Começar a pregar o sermão da montanha, deve ser a maior experiência que um pregador da palavra possa passar, sua hipocrisia é revelada em cada linha, e é preciso ter coragem pra lidar com isso.

Sermão da Montanha -Carl Heinrich Bloch, 1877

O aprendiz de discípulo começa sua jornada no alto do monte das oliveiras, observando Jesus, que começa proferindo suas palavras: “Bem-aventurados os pobres, porque deles é o reino dos céus”(mt.5.3), o mestre abre as portas do seu reino para os excluídos da terra, os pobres, mansos, famintos e os perseguidos. Ele mostra as colinas verdejantes onde seus discípulos, que largaram tudo para segui-lo irão descansar. Mas após a aparente tranquilidade, começa a tormenta, as obrigações, ser sal e luz da terra, fazer diferença, revelar-se como discípulo que tem em todas suas ações glorificar seu pai que está nos céus.(Mt.5.16)
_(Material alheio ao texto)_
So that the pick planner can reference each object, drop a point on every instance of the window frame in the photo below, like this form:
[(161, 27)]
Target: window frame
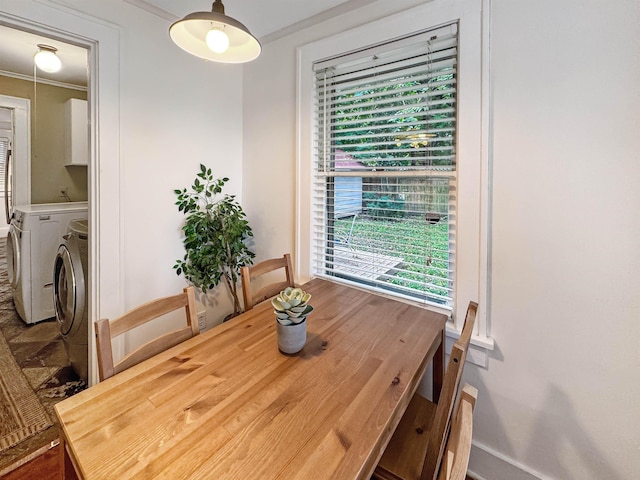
[(472, 273)]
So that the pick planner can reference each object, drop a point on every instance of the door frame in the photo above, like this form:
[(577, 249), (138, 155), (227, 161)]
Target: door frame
[(102, 40)]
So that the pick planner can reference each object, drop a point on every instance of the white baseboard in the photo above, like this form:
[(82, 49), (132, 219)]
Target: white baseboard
[(488, 464)]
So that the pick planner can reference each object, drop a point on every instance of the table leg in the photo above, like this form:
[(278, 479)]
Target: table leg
[(438, 369), (66, 464)]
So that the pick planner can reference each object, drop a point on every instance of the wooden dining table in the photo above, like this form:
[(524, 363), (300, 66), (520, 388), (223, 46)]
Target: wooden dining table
[(228, 405)]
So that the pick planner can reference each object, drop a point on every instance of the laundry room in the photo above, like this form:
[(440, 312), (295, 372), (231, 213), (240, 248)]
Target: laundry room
[(44, 151)]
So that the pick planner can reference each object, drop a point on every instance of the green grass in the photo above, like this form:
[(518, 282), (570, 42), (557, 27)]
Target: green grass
[(422, 246)]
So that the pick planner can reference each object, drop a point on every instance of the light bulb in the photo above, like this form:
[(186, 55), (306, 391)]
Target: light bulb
[(46, 59), (217, 41)]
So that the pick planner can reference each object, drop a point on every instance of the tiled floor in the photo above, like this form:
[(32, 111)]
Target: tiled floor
[(40, 353)]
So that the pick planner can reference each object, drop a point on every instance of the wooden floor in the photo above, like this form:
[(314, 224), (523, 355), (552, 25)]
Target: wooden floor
[(44, 467)]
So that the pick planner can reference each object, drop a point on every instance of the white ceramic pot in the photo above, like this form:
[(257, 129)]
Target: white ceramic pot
[(291, 338)]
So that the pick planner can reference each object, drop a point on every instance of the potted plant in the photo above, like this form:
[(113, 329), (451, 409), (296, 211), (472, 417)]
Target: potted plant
[(291, 308), (215, 231)]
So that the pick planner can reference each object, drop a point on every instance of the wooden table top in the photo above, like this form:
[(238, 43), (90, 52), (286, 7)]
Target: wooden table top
[(227, 404)]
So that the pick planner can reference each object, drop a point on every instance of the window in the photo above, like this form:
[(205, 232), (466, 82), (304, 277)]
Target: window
[(432, 172), (384, 209)]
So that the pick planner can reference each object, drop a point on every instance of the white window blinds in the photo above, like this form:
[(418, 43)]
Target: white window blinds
[(385, 168)]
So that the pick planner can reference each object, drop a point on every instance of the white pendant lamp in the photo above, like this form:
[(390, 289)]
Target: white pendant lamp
[(215, 36), (46, 59)]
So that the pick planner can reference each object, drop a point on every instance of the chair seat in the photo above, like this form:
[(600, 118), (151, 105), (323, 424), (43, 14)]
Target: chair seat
[(408, 445)]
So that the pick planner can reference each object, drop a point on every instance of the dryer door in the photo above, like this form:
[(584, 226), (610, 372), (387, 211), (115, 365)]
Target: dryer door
[(68, 292), (13, 256)]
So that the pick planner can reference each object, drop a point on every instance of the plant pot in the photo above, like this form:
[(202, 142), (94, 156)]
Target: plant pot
[(291, 338)]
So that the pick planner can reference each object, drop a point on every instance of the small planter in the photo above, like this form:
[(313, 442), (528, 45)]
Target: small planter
[(291, 338)]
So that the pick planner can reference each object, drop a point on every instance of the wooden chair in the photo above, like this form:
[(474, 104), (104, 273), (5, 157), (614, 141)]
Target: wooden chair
[(252, 296), (456, 454), (416, 448), (106, 330)]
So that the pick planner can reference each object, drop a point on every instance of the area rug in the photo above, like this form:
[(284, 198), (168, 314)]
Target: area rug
[(21, 413)]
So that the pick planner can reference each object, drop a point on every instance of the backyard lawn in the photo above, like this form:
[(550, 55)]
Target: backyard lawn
[(422, 246)]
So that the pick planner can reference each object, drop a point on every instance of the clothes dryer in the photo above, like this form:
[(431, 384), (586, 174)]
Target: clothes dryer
[(71, 295), (34, 235)]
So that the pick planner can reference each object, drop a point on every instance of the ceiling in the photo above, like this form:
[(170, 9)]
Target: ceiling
[(264, 19)]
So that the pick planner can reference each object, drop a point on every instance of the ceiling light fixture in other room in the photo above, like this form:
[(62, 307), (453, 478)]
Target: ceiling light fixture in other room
[(46, 59), (215, 36)]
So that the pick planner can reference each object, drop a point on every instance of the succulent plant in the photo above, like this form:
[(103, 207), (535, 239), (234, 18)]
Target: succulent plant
[(292, 306)]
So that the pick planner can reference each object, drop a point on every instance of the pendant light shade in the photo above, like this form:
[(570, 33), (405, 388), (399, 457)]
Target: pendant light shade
[(215, 36), (46, 59)]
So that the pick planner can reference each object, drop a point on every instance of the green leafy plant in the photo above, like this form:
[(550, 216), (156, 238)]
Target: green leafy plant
[(292, 306), (215, 231)]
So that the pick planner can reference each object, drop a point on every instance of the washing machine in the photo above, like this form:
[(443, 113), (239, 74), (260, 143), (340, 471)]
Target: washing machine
[(35, 232), (70, 287)]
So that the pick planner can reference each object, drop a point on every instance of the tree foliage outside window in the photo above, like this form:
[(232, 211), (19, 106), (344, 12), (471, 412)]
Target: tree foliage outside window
[(392, 114)]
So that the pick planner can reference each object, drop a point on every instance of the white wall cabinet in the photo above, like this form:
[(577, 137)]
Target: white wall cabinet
[(76, 132)]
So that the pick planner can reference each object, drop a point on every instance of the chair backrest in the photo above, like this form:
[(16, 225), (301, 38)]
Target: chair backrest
[(250, 294), (106, 330), (456, 455), (442, 419)]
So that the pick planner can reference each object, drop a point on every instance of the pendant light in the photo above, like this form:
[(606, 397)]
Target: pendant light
[(46, 59), (215, 36)]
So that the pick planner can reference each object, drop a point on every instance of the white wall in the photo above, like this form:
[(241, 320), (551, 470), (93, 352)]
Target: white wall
[(559, 397), (172, 111)]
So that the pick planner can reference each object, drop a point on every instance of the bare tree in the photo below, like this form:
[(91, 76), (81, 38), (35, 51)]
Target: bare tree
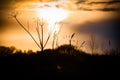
[(92, 43), (40, 32)]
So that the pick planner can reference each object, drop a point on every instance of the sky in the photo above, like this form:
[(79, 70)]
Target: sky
[(82, 17)]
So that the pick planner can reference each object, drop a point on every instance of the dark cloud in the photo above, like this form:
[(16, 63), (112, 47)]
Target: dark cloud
[(107, 29), (100, 5)]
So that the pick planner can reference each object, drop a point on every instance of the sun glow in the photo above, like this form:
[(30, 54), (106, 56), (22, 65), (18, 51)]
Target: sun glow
[(52, 16)]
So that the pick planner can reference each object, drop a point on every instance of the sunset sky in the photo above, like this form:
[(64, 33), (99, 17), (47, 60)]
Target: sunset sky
[(81, 17)]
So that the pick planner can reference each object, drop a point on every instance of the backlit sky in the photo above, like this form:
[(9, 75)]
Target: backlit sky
[(100, 17)]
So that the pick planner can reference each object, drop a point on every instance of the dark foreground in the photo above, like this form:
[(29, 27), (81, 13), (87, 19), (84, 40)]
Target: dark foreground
[(52, 64)]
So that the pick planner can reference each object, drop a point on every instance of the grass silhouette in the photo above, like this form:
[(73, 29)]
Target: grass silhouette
[(63, 61)]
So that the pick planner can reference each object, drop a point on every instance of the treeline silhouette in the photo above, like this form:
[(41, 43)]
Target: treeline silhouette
[(64, 61)]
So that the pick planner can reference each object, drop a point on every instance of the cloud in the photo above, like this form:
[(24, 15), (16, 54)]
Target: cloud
[(106, 29), (99, 5)]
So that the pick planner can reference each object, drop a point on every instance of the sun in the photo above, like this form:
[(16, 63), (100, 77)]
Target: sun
[(52, 15)]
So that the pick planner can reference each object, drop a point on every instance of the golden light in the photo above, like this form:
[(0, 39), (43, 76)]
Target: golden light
[(52, 15)]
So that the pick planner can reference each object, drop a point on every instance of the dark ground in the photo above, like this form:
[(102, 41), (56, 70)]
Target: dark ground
[(54, 64)]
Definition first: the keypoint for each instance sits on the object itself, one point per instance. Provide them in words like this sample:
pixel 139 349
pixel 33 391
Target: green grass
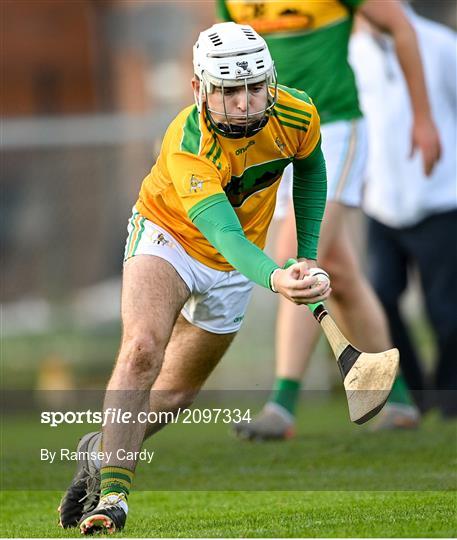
pixel 251 514
pixel 334 479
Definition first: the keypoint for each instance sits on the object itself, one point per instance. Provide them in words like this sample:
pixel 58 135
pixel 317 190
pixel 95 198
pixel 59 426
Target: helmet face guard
pixel 227 56
pixel 247 124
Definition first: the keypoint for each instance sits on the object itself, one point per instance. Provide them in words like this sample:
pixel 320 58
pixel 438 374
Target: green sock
pixel 286 393
pixel 400 392
pixel 115 480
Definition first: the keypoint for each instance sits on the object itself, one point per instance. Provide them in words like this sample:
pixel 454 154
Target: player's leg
pixel 148 315
pixel 436 256
pixel 389 260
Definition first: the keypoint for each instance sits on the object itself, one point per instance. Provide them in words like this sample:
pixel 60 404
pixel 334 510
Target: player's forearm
pixel 408 54
pixel 309 197
pixel 220 225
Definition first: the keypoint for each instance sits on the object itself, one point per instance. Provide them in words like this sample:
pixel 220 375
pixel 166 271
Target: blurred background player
pixel 309 42
pixel 195 248
pixel 412 218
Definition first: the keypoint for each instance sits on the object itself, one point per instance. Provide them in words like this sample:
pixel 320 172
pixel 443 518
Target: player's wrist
pixel 272 285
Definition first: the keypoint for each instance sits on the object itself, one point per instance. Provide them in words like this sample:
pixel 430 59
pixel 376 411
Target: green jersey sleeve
pixel 218 222
pixel 222 13
pixel 309 197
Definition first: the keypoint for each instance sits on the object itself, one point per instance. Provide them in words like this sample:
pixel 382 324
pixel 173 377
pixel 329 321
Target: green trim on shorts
pixel 129 238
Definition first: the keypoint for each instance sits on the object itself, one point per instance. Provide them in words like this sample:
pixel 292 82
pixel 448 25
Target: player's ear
pixel 195 84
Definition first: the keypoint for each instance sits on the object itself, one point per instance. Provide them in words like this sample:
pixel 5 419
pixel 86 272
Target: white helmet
pixel 228 55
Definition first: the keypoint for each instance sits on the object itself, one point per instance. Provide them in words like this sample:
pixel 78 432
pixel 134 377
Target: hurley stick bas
pixel 367 377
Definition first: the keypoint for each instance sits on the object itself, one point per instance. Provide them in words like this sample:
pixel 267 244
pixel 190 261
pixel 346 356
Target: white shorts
pixel 218 300
pixel 345 148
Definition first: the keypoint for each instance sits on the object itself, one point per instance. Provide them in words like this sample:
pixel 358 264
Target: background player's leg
pixel 436 255
pixel 356 308
pixel 190 357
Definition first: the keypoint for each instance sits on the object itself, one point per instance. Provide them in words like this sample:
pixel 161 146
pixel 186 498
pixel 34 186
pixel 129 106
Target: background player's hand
pixel 295 284
pixel 425 138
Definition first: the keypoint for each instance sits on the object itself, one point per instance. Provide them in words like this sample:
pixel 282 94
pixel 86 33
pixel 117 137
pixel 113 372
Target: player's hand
pixel 295 284
pixel 425 138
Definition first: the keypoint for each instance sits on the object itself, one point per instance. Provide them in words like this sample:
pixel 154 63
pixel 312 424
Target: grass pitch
pixel 334 479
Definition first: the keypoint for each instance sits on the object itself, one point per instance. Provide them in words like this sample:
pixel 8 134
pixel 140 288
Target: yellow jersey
pixel 195 163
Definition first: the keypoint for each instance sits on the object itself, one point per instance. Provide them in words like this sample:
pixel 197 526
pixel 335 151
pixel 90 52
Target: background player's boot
pixel 83 493
pixel 109 515
pixel 272 423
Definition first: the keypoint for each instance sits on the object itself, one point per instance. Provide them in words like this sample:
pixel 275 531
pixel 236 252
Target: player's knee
pixel 174 400
pixel 142 353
Jesus faz questão de dizer que não veio revogar a lei, veio cumpri-la totalmente (5.17). Nem um til ou uma vírgula seriam esquecidos. Ser pobre, manso e humilde, não torna desculpa para o discípulo de Cristo afastar-se ou passar por cima da lei, ela continua válida e deve ser cumprida. A partir do entendimento do valor da lei, começa a jornada da descida do monte. Ser discípulo é ao mesmo tempo subir o mais alto monte para receber a mensagem divina e descer para as mais densas depressões, e doar-se ao próximo para compartilhar da mensagem recebida, assim explica Miroslav Volf:

…a “ascensão” e o “retorno” são cruciais. A “ascensão” é o ponto no qual, no encontro com o divino, os representantes das religiões proféticas recebem a mensagem e têm sua identidade essencial forjada — por meio da união mística com Deus, por meio da inspiração profética ou por meio de um entendimento mais profundo dos textos sagrados.(…) O “retorno” é o ponto no qual, num intercambio com o mundo, a mensagem é comunicada verbalmente, decretada, transformada…[1]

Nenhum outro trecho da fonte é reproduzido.